Thursday, July 5, 2012

Karma



Karma means both action and the result of the action, because the two cannot be separated.  It is the law of cause and effect.  Our thoughts, words and deeds have repercussions, the effects of which follow us throughout our lives.  Actions in a part life secured fortune in this one; actions in this life will affect future reincarnations.  What seems to be injustice when bad things happen to good people is only so because of the limitations of our knowledge:  we cannot remember our past lives.  (text from Culture Shock India)

Monday, June 25, 2012

Leaving Switzerland


We set off from Switzerland on Saturday to fly to San Diego (the first stop on our whistlestop tour of 4 countries this summer).  Our lovely friend Sue had given us some money to treat ourselves at the airport.  We bought a connector to attach the iPad and an SD card but then also had some left and were persuaded to try a new drink:  white wine with vodka, guava, orange and peach.  It was presented really nicely and we were tempted - so we bought a bottle to drink when we got to San Diego to celebrate the next stage of our lives.

Packing Up and Shipping Out

Last week was a pretty tough one for me.  My family and I (and 4 packers) packed up our life here in Switzerland into 160 boxes and these were loaded into a 20 foot container which is now sailing down the Rhine to Rotterdam and in 10 days time it will be loaded onto a container ship and will set sail for Nhava Sheva, in Mumbai.  It will be sometime in early August before we see our belongings again and until that time we will each be living out of one suitcase.  Sometimes it's good to reduce right down to the essentials - it helps you to appreciate what is important.


Moving from Switzerland, the country that for many years has been top of the quality of life index ratings, to Mumbai where the population of the city is 3 times the size of the country where I'm currently living and over a million people in the city live in slums, is likely to be a challenge - I think of it in terms of night and day.  I'm buoyed up by the support I've got from my new school, by the excitement of returning to the cutting edge of education and of educational technology, by the feeling that I'm valued and that I can make a contribution.  Actually I'm more excited by the possibilities of this move than by any move I've ever made before (and I've lived in 7 countries).
Today as I was packing I was feeling quite depressed.  I wrote a post on Facebook about how I felt seeing my entire life being packed in to boxes.  This is the reply I got:
Your whole life doesn't fit into boxes, it never could. Your life is all over this great world in the hearts and minds of your precious family and all the kids you've taught and all the people you've worked with.
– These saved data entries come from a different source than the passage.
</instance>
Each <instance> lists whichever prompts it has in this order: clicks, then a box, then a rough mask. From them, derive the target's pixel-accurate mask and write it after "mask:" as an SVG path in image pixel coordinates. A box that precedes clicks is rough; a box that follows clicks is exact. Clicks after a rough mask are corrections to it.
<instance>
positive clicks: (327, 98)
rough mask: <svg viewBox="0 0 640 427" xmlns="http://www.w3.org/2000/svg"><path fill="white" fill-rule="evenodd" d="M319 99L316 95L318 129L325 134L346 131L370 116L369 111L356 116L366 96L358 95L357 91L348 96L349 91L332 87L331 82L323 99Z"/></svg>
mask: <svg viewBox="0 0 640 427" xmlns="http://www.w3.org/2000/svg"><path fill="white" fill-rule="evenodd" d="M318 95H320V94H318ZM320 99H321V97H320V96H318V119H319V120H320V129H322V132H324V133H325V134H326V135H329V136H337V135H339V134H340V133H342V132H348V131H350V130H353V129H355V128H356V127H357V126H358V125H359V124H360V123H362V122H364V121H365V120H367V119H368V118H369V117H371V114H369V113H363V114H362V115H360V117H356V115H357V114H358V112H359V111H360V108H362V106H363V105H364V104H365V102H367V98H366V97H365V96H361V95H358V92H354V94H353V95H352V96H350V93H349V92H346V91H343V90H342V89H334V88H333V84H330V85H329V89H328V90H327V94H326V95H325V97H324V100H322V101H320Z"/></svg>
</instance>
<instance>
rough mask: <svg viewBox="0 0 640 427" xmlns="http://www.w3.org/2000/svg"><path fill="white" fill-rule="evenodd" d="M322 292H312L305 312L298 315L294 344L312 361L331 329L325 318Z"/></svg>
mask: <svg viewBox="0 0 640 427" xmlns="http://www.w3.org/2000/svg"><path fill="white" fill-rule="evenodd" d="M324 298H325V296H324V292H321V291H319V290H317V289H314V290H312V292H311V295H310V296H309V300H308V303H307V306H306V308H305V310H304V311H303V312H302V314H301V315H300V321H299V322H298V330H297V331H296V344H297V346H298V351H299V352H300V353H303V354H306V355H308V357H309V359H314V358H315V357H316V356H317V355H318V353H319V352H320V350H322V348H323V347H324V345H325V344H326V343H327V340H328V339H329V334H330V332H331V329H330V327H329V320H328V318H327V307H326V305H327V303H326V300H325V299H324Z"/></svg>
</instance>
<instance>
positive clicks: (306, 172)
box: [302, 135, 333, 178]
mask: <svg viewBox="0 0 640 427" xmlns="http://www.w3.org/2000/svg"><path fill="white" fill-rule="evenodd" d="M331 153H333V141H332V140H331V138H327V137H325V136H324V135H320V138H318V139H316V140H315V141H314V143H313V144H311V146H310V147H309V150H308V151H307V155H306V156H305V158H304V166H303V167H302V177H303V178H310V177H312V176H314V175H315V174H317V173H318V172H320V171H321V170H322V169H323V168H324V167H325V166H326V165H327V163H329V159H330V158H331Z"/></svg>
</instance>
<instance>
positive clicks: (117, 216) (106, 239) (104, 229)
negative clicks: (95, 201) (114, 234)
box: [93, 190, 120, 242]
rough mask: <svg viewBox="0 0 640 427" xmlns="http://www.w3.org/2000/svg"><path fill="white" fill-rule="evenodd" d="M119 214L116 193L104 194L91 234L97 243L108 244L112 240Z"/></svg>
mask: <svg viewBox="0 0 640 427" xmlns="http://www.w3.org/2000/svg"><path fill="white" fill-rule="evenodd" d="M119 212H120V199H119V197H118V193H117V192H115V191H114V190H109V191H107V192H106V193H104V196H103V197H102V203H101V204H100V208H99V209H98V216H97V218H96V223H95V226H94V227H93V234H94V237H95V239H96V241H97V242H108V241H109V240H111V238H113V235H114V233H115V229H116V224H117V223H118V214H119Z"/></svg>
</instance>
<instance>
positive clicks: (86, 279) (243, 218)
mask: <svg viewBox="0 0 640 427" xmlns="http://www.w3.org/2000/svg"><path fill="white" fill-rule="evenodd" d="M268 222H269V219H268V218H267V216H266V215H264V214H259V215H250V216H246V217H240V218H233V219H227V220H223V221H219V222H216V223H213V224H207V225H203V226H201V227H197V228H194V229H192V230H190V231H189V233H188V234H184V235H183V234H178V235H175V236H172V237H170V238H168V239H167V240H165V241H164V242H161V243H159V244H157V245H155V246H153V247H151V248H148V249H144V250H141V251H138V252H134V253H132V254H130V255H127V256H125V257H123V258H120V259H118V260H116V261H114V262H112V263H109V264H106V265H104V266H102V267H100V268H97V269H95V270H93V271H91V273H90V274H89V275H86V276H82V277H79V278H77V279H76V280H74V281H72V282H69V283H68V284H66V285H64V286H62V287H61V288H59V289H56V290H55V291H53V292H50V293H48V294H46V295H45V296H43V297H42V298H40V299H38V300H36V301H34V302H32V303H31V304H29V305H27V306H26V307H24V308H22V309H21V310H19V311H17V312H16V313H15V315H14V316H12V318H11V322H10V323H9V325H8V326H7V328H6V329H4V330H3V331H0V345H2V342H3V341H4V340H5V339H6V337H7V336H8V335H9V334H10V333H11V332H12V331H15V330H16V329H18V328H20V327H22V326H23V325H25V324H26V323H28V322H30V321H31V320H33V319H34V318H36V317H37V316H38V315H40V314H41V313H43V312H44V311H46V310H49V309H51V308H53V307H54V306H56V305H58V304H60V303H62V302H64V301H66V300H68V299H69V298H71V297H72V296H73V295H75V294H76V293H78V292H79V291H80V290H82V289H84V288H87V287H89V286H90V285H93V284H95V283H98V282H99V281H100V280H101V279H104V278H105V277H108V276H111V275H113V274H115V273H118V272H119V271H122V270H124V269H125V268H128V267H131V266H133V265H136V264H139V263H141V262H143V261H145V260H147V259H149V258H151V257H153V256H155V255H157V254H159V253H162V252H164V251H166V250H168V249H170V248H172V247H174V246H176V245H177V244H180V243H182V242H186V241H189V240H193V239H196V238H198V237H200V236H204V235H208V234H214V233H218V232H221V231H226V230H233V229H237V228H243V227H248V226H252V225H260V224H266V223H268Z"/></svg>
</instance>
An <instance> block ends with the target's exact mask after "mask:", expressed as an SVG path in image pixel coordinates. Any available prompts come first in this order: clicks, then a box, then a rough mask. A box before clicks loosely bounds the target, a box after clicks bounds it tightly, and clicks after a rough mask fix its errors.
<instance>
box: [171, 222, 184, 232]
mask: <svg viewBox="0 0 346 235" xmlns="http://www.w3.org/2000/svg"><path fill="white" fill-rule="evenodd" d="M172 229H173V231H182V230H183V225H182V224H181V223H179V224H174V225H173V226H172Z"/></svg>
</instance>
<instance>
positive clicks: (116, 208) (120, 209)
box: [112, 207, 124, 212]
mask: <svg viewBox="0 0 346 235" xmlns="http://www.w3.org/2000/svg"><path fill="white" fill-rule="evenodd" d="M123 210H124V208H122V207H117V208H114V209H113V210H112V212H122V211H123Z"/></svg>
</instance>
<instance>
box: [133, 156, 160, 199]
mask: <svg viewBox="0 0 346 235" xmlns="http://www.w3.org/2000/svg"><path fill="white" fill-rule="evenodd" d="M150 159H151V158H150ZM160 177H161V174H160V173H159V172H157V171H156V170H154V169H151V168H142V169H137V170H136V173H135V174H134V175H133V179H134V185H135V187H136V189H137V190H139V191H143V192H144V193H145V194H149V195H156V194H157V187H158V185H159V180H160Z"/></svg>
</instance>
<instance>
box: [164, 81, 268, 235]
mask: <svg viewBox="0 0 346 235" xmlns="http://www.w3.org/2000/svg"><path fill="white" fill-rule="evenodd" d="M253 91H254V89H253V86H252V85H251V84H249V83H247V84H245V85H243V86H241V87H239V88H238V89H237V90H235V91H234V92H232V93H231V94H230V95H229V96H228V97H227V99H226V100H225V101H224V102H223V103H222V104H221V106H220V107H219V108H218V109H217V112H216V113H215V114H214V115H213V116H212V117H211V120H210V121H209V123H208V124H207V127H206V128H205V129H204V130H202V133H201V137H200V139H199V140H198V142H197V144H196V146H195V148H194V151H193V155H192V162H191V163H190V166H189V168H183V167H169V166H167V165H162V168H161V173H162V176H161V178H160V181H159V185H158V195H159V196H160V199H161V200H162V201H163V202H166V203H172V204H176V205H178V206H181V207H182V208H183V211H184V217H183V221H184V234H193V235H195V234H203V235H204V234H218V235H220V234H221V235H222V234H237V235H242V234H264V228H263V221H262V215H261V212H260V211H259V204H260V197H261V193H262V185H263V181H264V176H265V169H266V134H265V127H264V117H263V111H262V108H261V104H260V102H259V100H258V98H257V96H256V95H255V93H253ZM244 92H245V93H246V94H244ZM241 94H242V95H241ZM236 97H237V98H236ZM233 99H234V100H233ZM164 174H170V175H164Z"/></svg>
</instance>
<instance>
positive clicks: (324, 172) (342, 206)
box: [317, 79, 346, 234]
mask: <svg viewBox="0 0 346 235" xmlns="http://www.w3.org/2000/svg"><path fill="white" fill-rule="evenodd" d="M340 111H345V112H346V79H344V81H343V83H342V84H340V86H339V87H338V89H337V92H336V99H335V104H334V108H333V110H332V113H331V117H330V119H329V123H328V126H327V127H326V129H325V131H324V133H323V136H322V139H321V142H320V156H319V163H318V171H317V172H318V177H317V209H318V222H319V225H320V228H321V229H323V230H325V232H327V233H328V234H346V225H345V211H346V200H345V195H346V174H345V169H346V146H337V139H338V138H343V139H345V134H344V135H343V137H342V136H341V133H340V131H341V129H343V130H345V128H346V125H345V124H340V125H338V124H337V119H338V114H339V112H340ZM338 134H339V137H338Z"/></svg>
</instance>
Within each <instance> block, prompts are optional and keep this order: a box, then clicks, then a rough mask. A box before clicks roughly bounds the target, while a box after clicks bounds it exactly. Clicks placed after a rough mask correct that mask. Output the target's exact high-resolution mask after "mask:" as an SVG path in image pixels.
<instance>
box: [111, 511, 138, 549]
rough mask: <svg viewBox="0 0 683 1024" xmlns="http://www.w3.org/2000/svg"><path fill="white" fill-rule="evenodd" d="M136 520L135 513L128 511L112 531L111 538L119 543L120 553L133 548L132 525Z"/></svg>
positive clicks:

Bits and pieces fit into the boxes but your life...never.

Mother India

Farewell to India by Trey Ratcliffe Share AlikeShare AlikeNoncommercialon Flickr

Last week I was sent the Cutlure Shock India book by ASB.  I started readin it on the plane as I was going to the ISTE Conference.  This is what I'm reading that really excites me about moving to India:
India was never just a country; it has always been a dream, an idea, an elusive vision that attracted travelers from all over the world for thousands of years .... the images that the word India conjoures up are diverse and often contradictory, suggesting that one must e the real India, and it's only a matter of finding out which one.  If only it were that simple!  To understand India at all you must be able to hold onto completely contradictory images and realize that both represent the true India.

If you lay a map of India over a map of Europe it covers the area from Denmark to Libya and from Spain to Russia.  As different as each of these European countries are, so are the different parts of India.  The billion plus people of India belong to at least 4 different racial groups, speak 325 different languages and practise more than 7 religions.